A Julián no le sorprendió verme.

– Estoy absorbiendo vitamina D. ¿Quieres una poca? -dijo haciéndome sitio en el poyete en que estaba sentado.

Estornudé y me puse la chaqueta de nuevo.

Julián

No dormí bien a pesar de que me tomé un sedante. Me lo tomé porque no tenía la conciencia tranquila y sabía que en algún momento de la noche, bien en sueños o despierto, aparecería Raquel con sus reproches. Mi mujer no habría consentido que metiera a esta chica en un asunto tan retorcido sin su consentimiento. Me habría prohibido que la utilizara. Me habría dicho que me había vuelto como ellos, que me había contaminado con su maldad. Por suerte Sandra estaba aquí sentada junto a mí, pero los remordimientos me impedían mirarla a los ojos. Le pregunté cómo se encontraba con la vista puesta en el balanceo del Estrella, el barco de Heim, a lo lejos.

– Bien -dijo, y a continuación me contó más o menos lo que yo había imaginado que ocurriría con el dichoso perro.

– No lo entiendo -dijo ella-. Tienen tanto jardín y la casa es tan grande que un perro no podría molestarles, les haría compañía, les protegería. Y luego está Frida, que podría darle de comer. Me quedé desfondada con la reacción de Karin.

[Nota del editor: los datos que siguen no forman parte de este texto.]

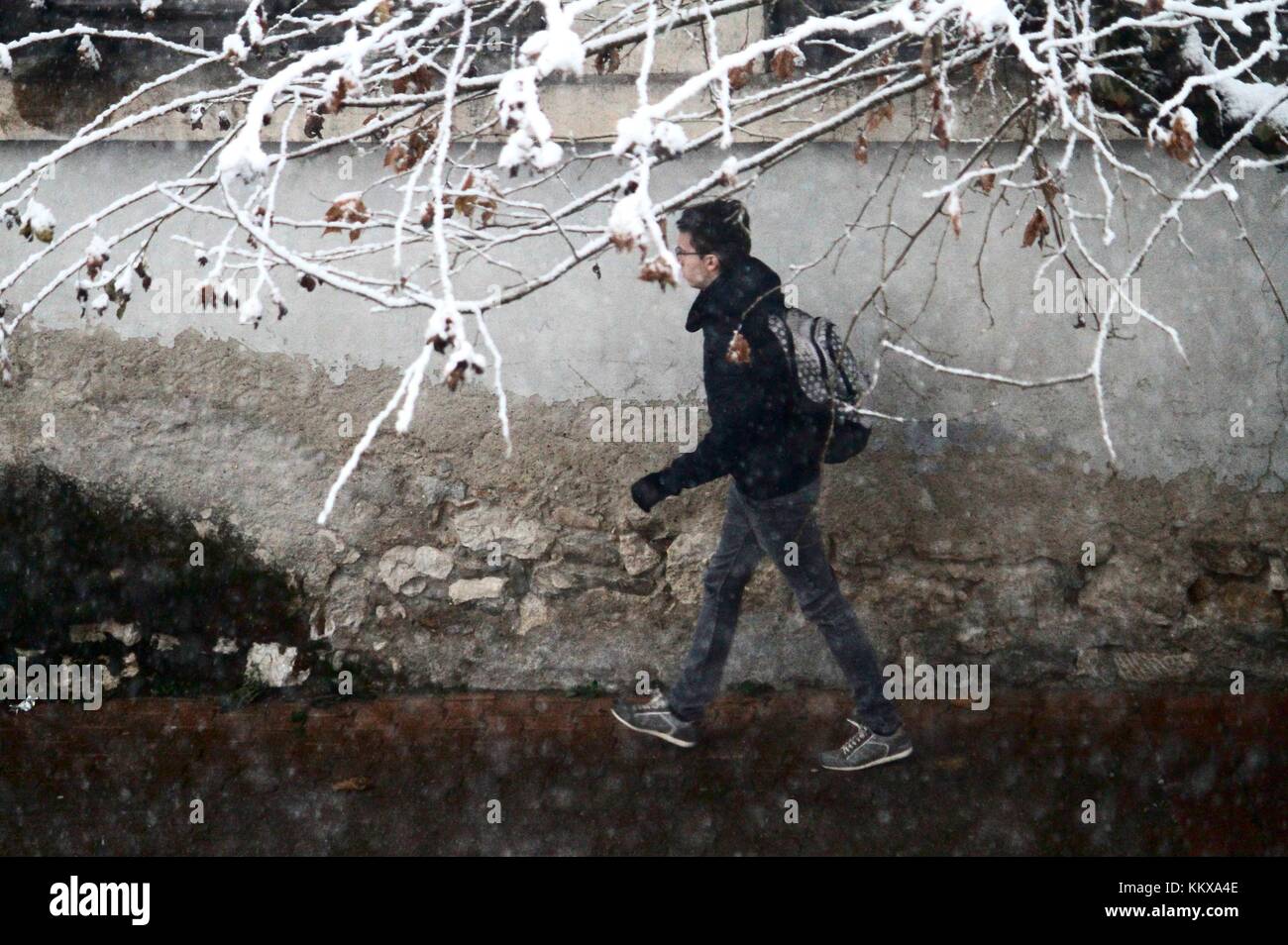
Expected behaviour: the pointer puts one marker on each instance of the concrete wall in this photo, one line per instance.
(449, 564)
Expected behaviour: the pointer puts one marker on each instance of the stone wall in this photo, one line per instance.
(450, 564)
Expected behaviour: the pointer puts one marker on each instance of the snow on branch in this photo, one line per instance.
(480, 110)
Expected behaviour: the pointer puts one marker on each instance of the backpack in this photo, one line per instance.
(827, 377)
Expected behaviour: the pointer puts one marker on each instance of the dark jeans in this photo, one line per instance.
(763, 527)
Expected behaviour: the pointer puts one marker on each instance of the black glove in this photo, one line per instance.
(648, 490)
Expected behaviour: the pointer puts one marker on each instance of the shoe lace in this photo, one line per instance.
(861, 735)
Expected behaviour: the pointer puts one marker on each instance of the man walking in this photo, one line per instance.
(773, 454)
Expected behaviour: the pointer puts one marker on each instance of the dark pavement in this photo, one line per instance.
(1202, 773)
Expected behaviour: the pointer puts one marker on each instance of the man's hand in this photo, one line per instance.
(648, 490)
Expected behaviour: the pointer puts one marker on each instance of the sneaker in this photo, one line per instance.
(864, 748)
(655, 717)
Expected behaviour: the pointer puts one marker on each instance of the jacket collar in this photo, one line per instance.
(742, 287)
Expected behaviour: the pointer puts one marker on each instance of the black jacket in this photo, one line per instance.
(758, 435)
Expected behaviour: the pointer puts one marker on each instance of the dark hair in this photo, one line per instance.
(721, 227)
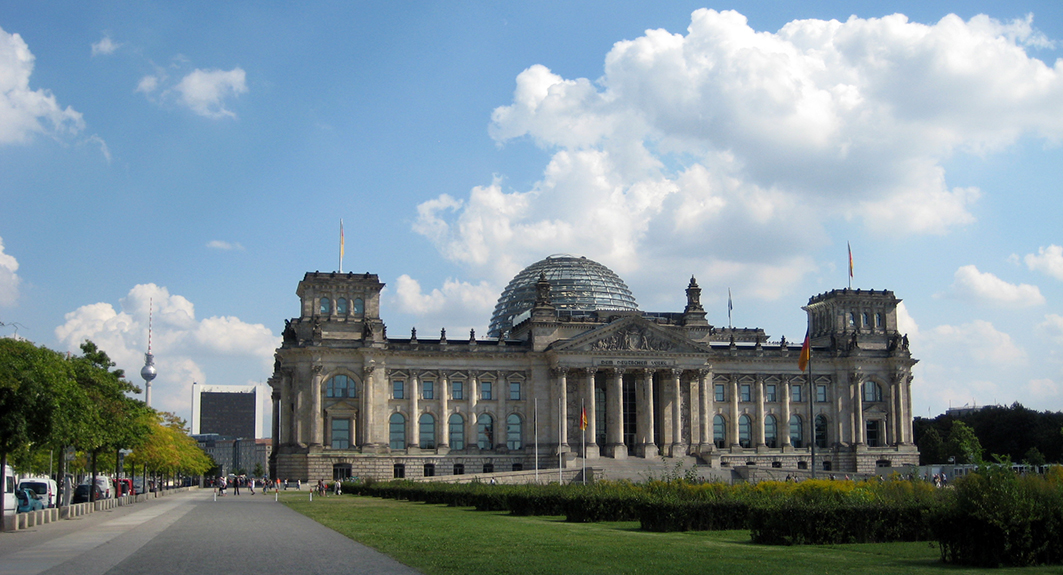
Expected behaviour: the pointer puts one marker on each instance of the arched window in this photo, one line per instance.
(427, 424)
(398, 428)
(821, 432)
(744, 432)
(456, 432)
(771, 432)
(341, 386)
(513, 433)
(796, 434)
(485, 432)
(719, 430)
(872, 391)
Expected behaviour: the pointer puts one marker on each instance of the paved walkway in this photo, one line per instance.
(190, 533)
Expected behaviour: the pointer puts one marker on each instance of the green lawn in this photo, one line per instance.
(437, 539)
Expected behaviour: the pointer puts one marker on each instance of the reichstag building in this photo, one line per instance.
(570, 355)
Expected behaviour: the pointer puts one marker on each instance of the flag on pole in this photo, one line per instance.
(850, 258)
(806, 353)
(729, 307)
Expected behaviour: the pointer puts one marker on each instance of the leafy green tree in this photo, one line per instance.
(29, 379)
(963, 444)
(931, 447)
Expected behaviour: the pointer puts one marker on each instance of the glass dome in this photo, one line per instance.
(575, 284)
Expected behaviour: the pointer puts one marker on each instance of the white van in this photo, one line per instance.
(10, 503)
(44, 487)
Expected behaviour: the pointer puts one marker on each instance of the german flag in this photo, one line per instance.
(806, 354)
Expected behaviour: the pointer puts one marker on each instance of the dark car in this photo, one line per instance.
(28, 501)
(81, 493)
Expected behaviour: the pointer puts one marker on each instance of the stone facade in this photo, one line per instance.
(351, 401)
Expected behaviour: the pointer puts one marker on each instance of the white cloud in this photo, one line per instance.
(1047, 259)
(105, 46)
(23, 110)
(186, 349)
(206, 91)
(225, 246)
(448, 307)
(9, 280)
(148, 84)
(727, 145)
(969, 284)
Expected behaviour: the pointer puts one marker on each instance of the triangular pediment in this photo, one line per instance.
(633, 334)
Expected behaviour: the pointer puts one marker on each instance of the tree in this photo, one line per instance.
(963, 444)
(931, 447)
(29, 379)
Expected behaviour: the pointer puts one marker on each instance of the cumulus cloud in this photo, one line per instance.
(105, 46)
(725, 146)
(224, 246)
(186, 349)
(446, 307)
(22, 111)
(9, 280)
(969, 284)
(206, 91)
(1047, 260)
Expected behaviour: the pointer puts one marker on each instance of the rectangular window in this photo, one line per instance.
(341, 434)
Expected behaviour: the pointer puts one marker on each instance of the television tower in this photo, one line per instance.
(148, 371)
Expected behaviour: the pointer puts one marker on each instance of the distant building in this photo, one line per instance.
(230, 411)
(569, 353)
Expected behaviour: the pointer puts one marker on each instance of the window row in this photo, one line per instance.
(872, 392)
(399, 389)
(455, 432)
(357, 307)
(771, 432)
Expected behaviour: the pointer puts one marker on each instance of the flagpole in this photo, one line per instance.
(583, 433)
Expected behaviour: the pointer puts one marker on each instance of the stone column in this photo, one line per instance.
(785, 440)
(316, 416)
(472, 443)
(442, 426)
(592, 447)
(562, 415)
(676, 449)
(415, 412)
(735, 412)
(648, 446)
(858, 424)
(706, 401)
(614, 415)
(758, 428)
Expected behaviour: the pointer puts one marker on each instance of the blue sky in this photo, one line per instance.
(200, 157)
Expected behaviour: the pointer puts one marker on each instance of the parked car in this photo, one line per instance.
(28, 501)
(45, 488)
(124, 487)
(10, 502)
(81, 493)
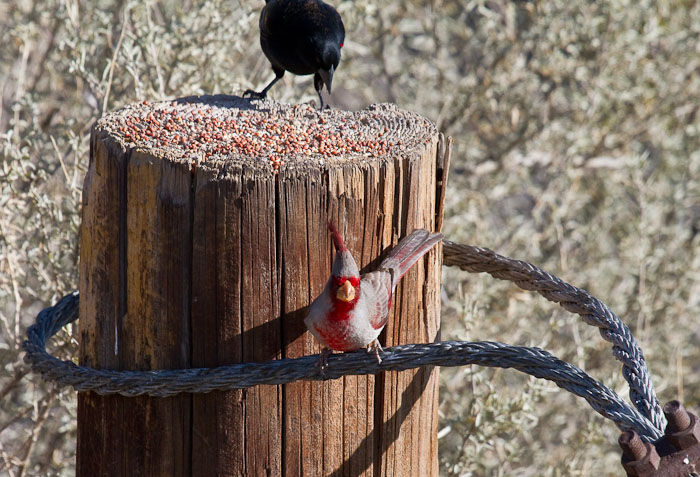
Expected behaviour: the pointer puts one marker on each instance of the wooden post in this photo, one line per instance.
(203, 242)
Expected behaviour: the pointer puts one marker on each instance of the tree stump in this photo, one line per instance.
(204, 241)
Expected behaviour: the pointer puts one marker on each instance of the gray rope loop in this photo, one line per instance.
(532, 361)
(647, 419)
(573, 299)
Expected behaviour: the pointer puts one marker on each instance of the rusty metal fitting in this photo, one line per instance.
(639, 459)
(683, 429)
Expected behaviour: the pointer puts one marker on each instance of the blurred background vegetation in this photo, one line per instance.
(577, 148)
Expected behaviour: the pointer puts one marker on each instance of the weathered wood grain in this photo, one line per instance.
(198, 263)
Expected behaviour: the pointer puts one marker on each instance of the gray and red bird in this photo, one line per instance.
(303, 37)
(353, 309)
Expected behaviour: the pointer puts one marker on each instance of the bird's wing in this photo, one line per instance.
(376, 288)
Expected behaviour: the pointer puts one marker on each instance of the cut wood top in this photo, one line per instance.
(222, 131)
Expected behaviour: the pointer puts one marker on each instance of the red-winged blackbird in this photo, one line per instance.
(303, 37)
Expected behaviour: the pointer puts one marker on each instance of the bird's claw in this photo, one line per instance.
(322, 362)
(375, 347)
(254, 94)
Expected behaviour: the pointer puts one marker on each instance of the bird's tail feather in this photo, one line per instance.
(408, 251)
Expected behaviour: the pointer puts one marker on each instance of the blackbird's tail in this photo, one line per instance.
(408, 251)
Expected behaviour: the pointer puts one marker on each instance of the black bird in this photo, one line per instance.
(303, 37)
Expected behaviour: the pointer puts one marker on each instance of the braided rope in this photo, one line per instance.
(573, 299)
(532, 361)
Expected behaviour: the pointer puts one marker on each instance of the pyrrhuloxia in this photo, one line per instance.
(353, 309)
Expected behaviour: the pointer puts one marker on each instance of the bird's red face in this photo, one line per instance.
(347, 289)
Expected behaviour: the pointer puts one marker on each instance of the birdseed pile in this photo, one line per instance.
(229, 128)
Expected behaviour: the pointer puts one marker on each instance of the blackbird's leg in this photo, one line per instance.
(318, 84)
(263, 94)
(375, 347)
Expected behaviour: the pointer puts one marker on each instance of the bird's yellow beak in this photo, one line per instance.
(346, 292)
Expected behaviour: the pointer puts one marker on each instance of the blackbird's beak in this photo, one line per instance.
(327, 77)
(346, 292)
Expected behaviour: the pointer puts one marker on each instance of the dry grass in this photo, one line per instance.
(577, 148)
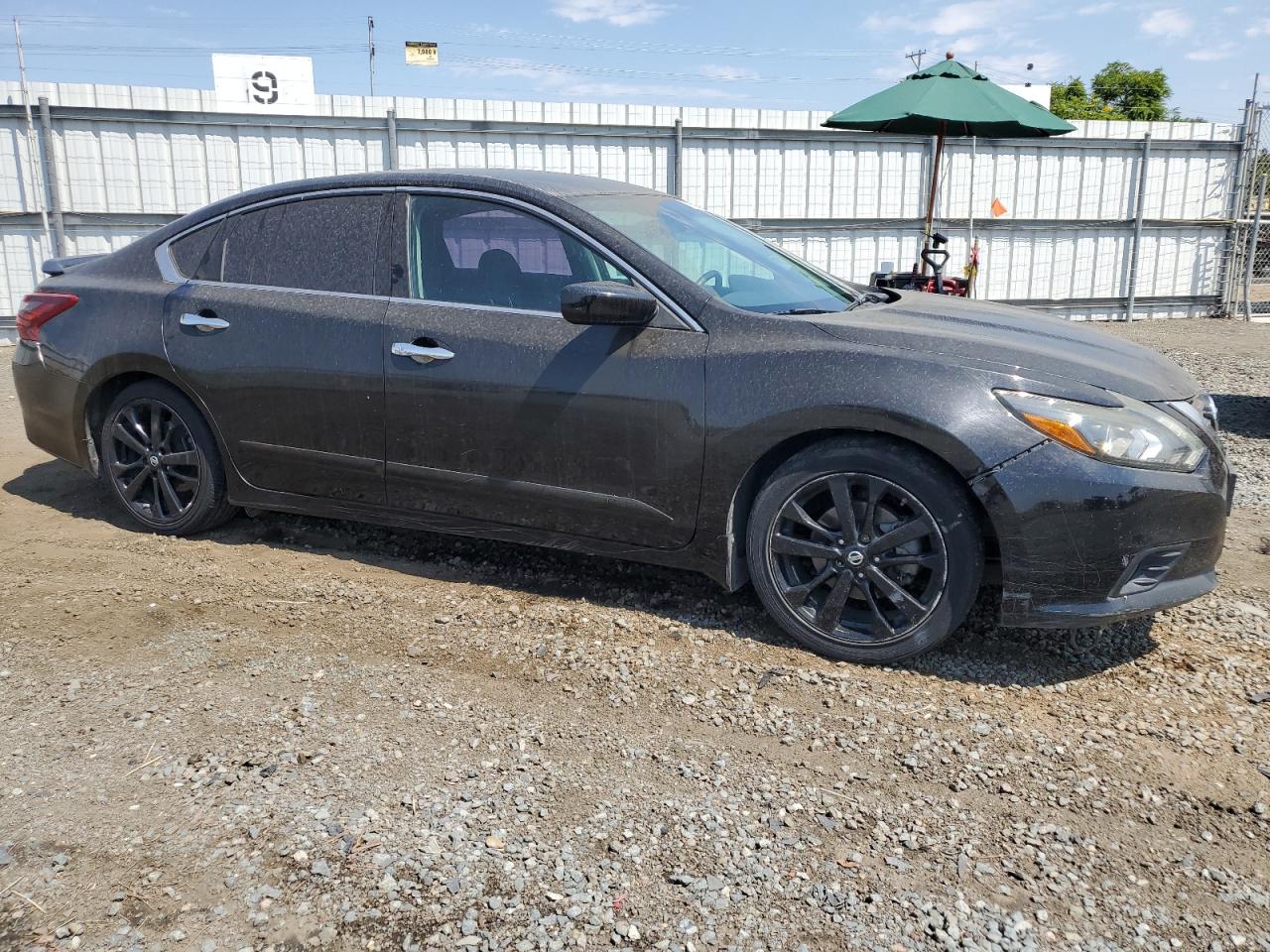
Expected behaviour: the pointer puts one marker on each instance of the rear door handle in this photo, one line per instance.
(422, 354)
(203, 321)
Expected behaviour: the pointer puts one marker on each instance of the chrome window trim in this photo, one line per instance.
(171, 275)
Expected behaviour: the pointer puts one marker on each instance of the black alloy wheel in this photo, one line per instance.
(162, 462)
(865, 548)
(154, 462)
(857, 557)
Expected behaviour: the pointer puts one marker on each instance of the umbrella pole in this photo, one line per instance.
(935, 182)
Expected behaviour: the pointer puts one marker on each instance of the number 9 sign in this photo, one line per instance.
(264, 84)
(264, 87)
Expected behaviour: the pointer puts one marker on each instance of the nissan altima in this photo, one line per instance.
(585, 365)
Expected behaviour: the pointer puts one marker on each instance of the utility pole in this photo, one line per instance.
(370, 49)
(37, 193)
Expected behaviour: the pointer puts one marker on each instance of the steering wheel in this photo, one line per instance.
(712, 276)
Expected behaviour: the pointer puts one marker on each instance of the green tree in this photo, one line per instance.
(1118, 91)
(1072, 100)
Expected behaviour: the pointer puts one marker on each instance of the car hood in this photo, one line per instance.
(1012, 339)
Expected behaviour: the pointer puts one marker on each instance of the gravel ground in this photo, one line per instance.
(296, 733)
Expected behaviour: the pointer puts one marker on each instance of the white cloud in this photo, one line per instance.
(1169, 23)
(570, 84)
(616, 13)
(1211, 54)
(880, 23)
(726, 72)
(966, 17)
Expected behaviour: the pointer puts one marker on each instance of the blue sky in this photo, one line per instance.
(793, 55)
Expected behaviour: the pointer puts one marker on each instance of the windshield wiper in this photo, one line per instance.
(870, 298)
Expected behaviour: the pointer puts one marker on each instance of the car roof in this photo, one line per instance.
(536, 186)
(500, 180)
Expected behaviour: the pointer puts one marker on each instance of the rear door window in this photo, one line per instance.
(466, 250)
(314, 244)
(324, 244)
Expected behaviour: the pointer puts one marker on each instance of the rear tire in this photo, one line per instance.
(160, 461)
(892, 581)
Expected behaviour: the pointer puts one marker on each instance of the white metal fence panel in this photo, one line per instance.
(849, 203)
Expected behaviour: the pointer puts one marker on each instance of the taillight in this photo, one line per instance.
(40, 307)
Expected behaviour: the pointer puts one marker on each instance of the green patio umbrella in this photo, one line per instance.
(948, 99)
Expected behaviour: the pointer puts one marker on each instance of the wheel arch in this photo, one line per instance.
(112, 379)
(737, 570)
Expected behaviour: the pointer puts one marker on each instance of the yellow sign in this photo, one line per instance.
(421, 54)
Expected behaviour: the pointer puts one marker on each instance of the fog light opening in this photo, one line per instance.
(1148, 569)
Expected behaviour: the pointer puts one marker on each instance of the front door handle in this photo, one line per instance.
(422, 354)
(203, 321)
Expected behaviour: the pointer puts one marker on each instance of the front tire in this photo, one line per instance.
(160, 461)
(892, 580)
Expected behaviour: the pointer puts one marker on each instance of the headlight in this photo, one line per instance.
(1134, 434)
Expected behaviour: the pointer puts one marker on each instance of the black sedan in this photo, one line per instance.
(578, 363)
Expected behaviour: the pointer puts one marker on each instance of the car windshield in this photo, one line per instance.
(733, 263)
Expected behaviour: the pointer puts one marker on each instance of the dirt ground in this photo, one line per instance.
(303, 733)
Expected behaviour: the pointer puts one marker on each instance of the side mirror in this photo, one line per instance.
(606, 302)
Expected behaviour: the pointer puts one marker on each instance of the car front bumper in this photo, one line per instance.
(1075, 535)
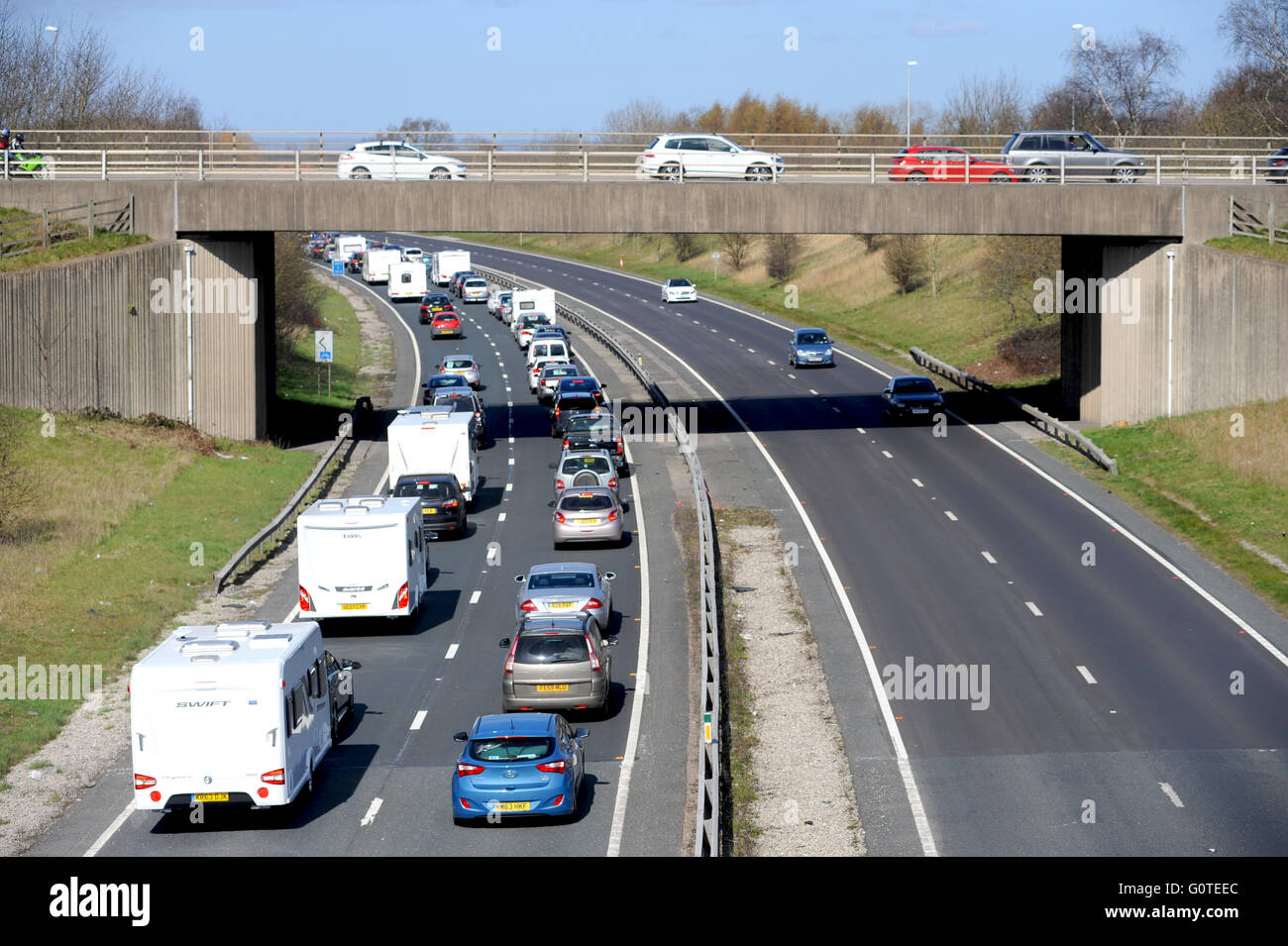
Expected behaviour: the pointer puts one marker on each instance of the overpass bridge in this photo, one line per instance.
(1162, 322)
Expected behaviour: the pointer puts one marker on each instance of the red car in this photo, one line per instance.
(446, 322)
(947, 164)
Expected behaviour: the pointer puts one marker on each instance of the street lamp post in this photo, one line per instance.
(1073, 80)
(909, 132)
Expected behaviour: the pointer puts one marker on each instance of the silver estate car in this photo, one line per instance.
(566, 587)
(558, 663)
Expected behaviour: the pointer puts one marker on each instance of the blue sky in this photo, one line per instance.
(561, 65)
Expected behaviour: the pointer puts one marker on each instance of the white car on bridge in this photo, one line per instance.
(395, 161)
(673, 158)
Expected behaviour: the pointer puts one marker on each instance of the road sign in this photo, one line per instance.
(322, 349)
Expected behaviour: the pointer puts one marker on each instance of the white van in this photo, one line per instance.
(449, 263)
(407, 280)
(375, 264)
(430, 441)
(232, 713)
(362, 556)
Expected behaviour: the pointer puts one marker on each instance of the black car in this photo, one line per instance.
(1276, 166)
(911, 396)
(441, 502)
(596, 430)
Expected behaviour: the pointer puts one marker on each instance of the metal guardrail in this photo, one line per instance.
(284, 520)
(707, 753)
(1042, 421)
(31, 232)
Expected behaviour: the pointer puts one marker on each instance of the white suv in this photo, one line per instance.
(395, 159)
(673, 158)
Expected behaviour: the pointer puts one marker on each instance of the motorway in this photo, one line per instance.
(1131, 710)
(384, 789)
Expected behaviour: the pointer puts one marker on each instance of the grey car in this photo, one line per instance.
(558, 663)
(566, 587)
(810, 347)
(1035, 156)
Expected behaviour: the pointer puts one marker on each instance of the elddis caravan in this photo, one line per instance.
(362, 556)
(233, 713)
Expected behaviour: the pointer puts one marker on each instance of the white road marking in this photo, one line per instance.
(111, 829)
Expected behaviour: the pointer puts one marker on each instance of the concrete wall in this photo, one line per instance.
(1229, 334)
(104, 332)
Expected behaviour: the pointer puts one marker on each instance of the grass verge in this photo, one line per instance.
(125, 530)
(1218, 478)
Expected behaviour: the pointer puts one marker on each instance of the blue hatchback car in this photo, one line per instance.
(810, 347)
(518, 765)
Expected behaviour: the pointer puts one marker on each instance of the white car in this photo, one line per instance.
(679, 291)
(395, 159)
(673, 158)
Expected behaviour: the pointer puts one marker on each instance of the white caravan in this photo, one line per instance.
(231, 713)
(362, 556)
(407, 280)
(449, 263)
(375, 264)
(430, 441)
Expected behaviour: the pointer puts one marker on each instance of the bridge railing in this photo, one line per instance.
(707, 751)
(592, 159)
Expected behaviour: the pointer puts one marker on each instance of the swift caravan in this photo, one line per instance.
(362, 556)
(232, 713)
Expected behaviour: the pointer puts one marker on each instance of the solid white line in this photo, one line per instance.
(111, 829)
(623, 779)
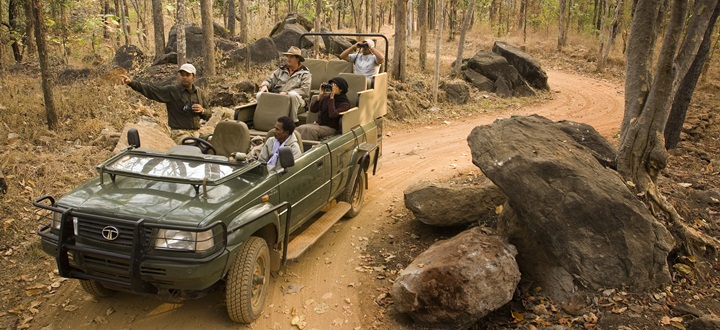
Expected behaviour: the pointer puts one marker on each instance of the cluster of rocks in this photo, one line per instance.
(506, 71)
(566, 221)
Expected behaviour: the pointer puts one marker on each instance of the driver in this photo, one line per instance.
(284, 137)
(186, 104)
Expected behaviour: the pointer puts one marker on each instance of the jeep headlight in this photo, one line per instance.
(171, 239)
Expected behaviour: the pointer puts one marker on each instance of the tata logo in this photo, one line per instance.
(110, 233)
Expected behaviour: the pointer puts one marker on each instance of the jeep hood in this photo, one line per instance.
(155, 201)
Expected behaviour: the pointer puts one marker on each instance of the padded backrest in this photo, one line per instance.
(270, 107)
(230, 137)
(317, 70)
(335, 67)
(356, 84)
(350, 119)
(298, 137)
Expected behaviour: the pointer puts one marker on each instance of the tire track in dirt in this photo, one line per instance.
(331, 292)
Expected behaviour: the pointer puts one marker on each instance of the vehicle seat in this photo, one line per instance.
(270, 107)
(356, 84)
(229, 137)
(298, 137)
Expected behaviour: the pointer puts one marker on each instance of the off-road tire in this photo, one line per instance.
(247, 281)
(95, 289)
(354, 195)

– Lo siento -dije sintiéndolo de verdad, arrepintiéndome sinceramente, pero sin confesarle que los perros de esa raza eran los que Fred y Karin utilizaban en el campo de concentración para aterrorizar a los prisioneros (era uno de sus rasgos más conocidos e identificativos, por lo que su reacción me confirmaba que sin duda alguna eran ellos) y los que mataron entre los dos cuando entraron los aliados y tuvieron que salir huyendo. Seis perros de raza, fuertes y asesinos como sus dueños, quedaron tumbados en el suelo con un tiro en la cabeza, como si fueran las sombras de Fredrik y Karin. No se lo conté a Sandra porque necesitaba un poco más de su inocencia.